Politics

Finland wants clearer rules for non-EU students after a “poor trap” investigation

Finland’s income requirement for foreign students from outside the EU is set to be written into law, as Prime Minister Petteri Orpo’s government says it wants to curb misleading recruitment practices and reduce the risk that fee-paying students end up without enough money to live on. The plan was presented on Thursday by Minister of Employment (Työministeri) Matias Marttinen.

Why Finland wants the income requirement in law

The government argues that the current system leaves too much room for unrealistic expectations among non-EU students arriving in Finland, especially when they rely on third-party education agents.

By putting the minimum income threshold into legislation, the government aims to make the rules clearer, more enforceable and harder to circumvent. The move also signals that Finland’s student residence permit route is intended primarily for studying — not as an indirect pathway based on uncertain prospects of immediate employment.

What the government is proposing for non-EU students

According to the government’s outline, the reform would include three main elements:

  • Codifying the minimum income requirement for non-EU students in law, rather than relying on guidance and administrative practice.
  • Introducing a one-year waiting period for family reunification linked to student-based residence permits.
  • Examining whether to ban unofficial education agents, restricting recruitment to agents that have formal agreements with Finnish universities.

The measures are expected to be prepared as legislative changes, which would then need parliamentary handling before they can enter into force.

Image: Petteri Orpo // Mikko Stig / Lehtikuva

The background: the “poor trap” exposed by Yle

The policy shift follows an investigation by Yle’s MOT unit into how some education agents marketed Finland to prospective students in third countries.

The investigation described cases in which agents allegedly promised that students could easily find work and cover their living costs even without Finnish language skills. For many who arrived, the reality was different, as job prospects were weak and costs were higher than expected.

For NordiskPost readers, this connects directly to the earlier reporting on the “poor trap” faced by some non-EU students: a pattern in which individuals arrive with hopes of studying and working, but end up in severe financial hardship.

Labour market context: why finding work is harder than advertised

Finland’s labour market has been under pressure, with unemployment affecting many sectors and hitting foreign nationals particularly hard. The government’s argument is that student immigration should not be built on assumptions of quick employment that may not match the reality of the market.

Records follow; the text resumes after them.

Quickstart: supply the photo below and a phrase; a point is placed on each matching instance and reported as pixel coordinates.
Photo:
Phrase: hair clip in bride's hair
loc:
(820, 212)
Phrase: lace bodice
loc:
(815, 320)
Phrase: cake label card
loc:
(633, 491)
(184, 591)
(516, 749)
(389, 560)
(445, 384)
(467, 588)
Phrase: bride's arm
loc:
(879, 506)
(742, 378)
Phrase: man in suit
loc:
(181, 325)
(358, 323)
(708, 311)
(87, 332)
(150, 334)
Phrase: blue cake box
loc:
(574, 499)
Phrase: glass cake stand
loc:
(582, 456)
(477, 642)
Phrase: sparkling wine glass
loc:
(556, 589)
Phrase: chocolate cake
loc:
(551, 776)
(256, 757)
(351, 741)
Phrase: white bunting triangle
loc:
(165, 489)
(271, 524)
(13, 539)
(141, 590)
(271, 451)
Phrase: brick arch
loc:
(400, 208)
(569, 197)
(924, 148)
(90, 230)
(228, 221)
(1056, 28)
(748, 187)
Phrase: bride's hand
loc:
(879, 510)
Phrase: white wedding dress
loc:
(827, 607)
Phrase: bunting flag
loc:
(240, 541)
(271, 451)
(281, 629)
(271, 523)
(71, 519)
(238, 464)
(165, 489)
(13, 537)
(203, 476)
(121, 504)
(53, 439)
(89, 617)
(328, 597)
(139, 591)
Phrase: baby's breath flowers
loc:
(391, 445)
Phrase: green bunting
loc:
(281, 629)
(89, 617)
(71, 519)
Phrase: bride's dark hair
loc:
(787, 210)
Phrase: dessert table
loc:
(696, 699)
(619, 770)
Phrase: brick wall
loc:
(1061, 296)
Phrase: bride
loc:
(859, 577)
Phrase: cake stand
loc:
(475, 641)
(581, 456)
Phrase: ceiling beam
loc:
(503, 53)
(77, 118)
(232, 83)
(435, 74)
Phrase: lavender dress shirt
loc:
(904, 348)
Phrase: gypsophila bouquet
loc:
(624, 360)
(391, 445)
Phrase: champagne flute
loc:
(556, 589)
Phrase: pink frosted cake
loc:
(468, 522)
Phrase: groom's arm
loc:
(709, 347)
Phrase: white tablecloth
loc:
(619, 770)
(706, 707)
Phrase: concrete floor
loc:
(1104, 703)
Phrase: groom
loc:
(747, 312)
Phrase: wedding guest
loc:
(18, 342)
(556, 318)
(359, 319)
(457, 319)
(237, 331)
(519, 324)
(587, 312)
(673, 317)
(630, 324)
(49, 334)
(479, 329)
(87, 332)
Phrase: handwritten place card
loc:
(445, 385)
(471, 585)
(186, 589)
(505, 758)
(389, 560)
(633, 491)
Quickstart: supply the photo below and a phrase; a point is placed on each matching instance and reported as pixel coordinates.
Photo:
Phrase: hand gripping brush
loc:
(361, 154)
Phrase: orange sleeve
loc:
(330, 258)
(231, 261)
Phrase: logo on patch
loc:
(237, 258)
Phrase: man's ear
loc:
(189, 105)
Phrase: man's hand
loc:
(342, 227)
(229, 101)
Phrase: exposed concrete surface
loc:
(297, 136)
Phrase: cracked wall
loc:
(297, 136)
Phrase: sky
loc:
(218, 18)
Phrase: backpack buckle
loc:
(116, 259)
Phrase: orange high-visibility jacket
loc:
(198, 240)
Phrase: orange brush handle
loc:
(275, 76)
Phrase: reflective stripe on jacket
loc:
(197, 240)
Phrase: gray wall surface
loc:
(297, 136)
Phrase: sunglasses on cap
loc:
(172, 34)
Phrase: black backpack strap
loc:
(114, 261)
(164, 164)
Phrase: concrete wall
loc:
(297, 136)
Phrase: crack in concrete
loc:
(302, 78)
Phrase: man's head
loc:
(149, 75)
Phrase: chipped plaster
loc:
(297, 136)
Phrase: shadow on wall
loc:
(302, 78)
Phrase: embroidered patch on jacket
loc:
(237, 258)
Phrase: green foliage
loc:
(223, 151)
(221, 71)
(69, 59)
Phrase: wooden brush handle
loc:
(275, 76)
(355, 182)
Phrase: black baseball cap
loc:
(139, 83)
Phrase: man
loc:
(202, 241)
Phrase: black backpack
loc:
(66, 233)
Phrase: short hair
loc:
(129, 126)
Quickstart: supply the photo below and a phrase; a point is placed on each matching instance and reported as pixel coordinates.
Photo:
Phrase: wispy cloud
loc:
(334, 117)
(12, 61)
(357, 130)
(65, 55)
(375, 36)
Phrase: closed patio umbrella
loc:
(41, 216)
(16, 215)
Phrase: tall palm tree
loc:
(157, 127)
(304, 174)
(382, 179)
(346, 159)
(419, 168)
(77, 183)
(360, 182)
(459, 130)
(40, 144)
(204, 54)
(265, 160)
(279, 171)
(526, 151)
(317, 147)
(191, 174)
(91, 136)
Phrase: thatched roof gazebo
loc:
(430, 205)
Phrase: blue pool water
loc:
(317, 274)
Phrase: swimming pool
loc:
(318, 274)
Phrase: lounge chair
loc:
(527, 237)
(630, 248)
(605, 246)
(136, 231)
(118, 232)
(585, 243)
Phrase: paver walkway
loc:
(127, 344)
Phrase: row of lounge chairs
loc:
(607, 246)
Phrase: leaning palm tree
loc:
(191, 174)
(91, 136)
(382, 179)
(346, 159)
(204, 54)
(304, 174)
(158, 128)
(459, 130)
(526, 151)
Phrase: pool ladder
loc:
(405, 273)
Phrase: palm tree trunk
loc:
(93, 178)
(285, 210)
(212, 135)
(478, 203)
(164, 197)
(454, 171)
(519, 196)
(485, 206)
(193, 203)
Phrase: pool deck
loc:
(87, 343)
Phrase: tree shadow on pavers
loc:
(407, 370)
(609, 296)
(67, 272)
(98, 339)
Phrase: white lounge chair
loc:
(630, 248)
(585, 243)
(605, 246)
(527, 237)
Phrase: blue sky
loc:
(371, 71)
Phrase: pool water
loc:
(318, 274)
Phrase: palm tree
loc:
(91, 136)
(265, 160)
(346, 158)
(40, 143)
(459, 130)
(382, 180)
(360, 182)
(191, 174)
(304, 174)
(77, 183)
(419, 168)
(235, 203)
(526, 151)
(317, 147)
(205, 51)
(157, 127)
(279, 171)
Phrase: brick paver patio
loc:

This is also a reputational issue: Finland has promoted itself internationally as a study destination, and policymakers are wary that stories of students relying on donations or informal support could damage trust in the system.

Image: Helsinki University

What to watch next: amounts, enforcement and university recruitment

A key practical question is whether writing the rule into law will merely formalise an existing threshold, or whether it will also make the minimum amount easier to raise through future amendments.

Another question is how a potential restriction on education agents would work in practice, especially for universities that currently rely on international recruitment channels. The government’s proposal suggests a move toward more controlled recruitment, with clearer accountability for the information provided to applicants.

Finland’s approach could also be watched closely across the Nordics and the EU, where governments face a shared challenge: attracting international talent while limiting the risk of exploitation and unrealistic promises in education-linked migration.